Schema genetico derivante da 1 genitore microcitemico e 1 genitore normale

The Mediterranean anaemia patient is, in turn, the subject that has received the thalassaemia (more exactly the β thalassaemia) from both his parents and he is homozygote for this character.

Schema genetico derivante da 2 genitori microcitemici

Case of History of Relatives

The expected genetic frequencies about the thalassaemia are evidenced also in the reality only if a high number of children, been born by couples at risk, is considered. If only the single families are analyzed, occasionally the percentages can be different from the attended ones: that is, it can happen that the first sick child is born after some healthy children; or that is born, following, two or three sick children. So it is worth the rule that the families with both the thalassaemic parents have the 25% of risk that a sick child could born in each pregnancy.

This is the fundamental genetic concept at the purposes of the Mediterranean anaemia prevention and that is transmitted to the whole population in fertile age during the prevention programs.
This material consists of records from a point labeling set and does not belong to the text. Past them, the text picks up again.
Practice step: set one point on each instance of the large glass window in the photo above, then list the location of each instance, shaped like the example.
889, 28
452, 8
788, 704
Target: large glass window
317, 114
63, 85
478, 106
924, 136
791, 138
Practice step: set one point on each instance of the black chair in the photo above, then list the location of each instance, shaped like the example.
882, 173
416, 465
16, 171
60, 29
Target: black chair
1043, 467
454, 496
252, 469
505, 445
As the molecular studies have solved particular cases

Already in the 1950s subjects affected by thalassaemia intermedia, been born by a thalassaemic parent and a not thalassaemic one, had been underlined. These scientific "mysteries" have been solved by the advent of the DNA studies that have underlined the existence of mutations giving arise to β thalassaemia silent varieties. Therefore, the apparent "normal" parent in reality is carrier of a form not giving meaningful alterations of the analyses.
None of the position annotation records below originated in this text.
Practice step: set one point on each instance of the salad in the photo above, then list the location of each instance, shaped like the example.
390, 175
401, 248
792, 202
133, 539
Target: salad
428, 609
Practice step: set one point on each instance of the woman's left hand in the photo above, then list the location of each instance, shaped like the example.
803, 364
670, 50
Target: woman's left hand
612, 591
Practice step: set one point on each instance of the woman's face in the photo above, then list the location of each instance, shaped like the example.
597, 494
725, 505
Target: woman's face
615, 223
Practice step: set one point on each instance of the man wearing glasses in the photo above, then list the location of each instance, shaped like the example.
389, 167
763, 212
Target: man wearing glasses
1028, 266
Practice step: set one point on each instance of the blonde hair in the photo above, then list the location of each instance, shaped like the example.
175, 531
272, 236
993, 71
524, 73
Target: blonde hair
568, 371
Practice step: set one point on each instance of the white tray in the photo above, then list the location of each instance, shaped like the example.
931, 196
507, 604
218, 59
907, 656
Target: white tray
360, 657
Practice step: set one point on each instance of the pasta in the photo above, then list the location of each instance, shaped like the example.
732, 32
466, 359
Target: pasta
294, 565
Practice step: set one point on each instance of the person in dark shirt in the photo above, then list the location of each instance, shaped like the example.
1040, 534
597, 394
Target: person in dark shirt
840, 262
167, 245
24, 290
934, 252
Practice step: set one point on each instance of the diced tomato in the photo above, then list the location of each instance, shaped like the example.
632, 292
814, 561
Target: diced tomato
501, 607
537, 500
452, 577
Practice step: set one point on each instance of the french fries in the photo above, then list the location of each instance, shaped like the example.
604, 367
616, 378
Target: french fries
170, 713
In turn the knowledge of α evident thalassaemias (α0 thalassaemias) has explained why all the children, been born in families with both the parents thalassaemia carriers, do not manifest the Mediterranean anaemia. In these cases, in reality in the families there is a β thalassaemic parent and a α thalassaemic one. The carriers of the β+α thalassaemia double heterozygosis are healthy subjects since this association does not give place to the illness.